The purpose of the study was “to increase understanding and awareness of patterns in distress, the stated needs, and patients’ willingness to complete multiple psychosocial screenings in an outpatient cancer center.” Despite recommendations by the Institute of Medicine, many patients with cancer are not screened for distress, including those patients being treated at comprehensive cancer centers.
Cancer is a journey consisting of many ups and downs that cannot be measured by one distress screening. The researchers believe that patients need to be screened throughout the progression of their disease to receive the best possible care.
Approximately 1,500 cancer patients were screened over a 6-month period. In total, over 3,000 screens were collected. Patients completed the questionnaire, which was offered in both Spanish and English, at multiple appointments over the course of their treatment. The purpose of the questionnaire was to identify patients who required greater support services. As a result of this project, 1,074 psychosocial oncology referrals were made.
“Nearly half of patients who identified distress indicated a level of 5 [out of 10] or greater,” said doctoral psychology intern and lead researcher Christine DeVore, MA. “To meet guidelines, it is essential that cancer centers have adequate psychosocial resources and staffing to provide the appropriate follow-up clinical interventions.”
This particular screen offered respondents the option of consulting with a psychologist, social worker, dietitian, spiritual care provider, or pharmacist. An oncology dietitian was most frequently requested. Patients were also asked to rate four domains of symptoms and concerns: health, social, practical, and emotional. The individuals polled were most concerned about their health, including fatigue, weight management, nausea, and sleep.

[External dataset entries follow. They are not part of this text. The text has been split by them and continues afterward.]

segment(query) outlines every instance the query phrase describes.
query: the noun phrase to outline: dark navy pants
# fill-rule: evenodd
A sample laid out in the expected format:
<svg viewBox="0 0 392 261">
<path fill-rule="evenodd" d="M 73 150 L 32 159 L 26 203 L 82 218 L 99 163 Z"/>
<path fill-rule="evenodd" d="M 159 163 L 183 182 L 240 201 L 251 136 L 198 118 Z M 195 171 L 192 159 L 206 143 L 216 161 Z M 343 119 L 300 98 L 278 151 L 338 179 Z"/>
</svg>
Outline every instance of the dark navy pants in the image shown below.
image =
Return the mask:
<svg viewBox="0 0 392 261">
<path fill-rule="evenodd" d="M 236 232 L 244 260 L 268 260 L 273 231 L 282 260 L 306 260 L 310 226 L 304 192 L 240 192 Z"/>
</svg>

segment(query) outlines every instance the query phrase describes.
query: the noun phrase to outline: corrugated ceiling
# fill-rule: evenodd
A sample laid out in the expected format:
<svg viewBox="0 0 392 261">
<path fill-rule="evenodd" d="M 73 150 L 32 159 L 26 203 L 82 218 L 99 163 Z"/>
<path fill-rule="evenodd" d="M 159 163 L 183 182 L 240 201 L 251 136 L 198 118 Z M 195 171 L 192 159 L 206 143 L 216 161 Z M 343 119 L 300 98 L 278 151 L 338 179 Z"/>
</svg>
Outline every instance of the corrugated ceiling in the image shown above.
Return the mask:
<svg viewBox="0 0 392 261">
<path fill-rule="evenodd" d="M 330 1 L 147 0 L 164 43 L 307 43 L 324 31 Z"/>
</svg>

“Physical and medical complaints are a major source of distress reported by the patients sampled,” Ms. DeVore said. “It is important that psychosocial oncology providers assess these concerns with patients and triage services when appropriate.”
Moving forward, the researchers plan to conduct further research, particularly analyzing distress patterns over time. They plan to improve data collection and analysis processing so that monthly reporting of distress is more feasible. Ms. DeVore hopes that the study will serve as a model for program guidance and evaluation. ■
Disclosure: Ms DeVore reported no potential conflicts of interest.
1. DeVore C, Lomax JB, Aoyagi M, et al: Psychosocial distress screening in a community cancer center: A descriptive study of distress over the course of treatment. 2013 American Psychosocial Oncology Society Annual Conference. Abstract P2-14. Presented February 16, 2013.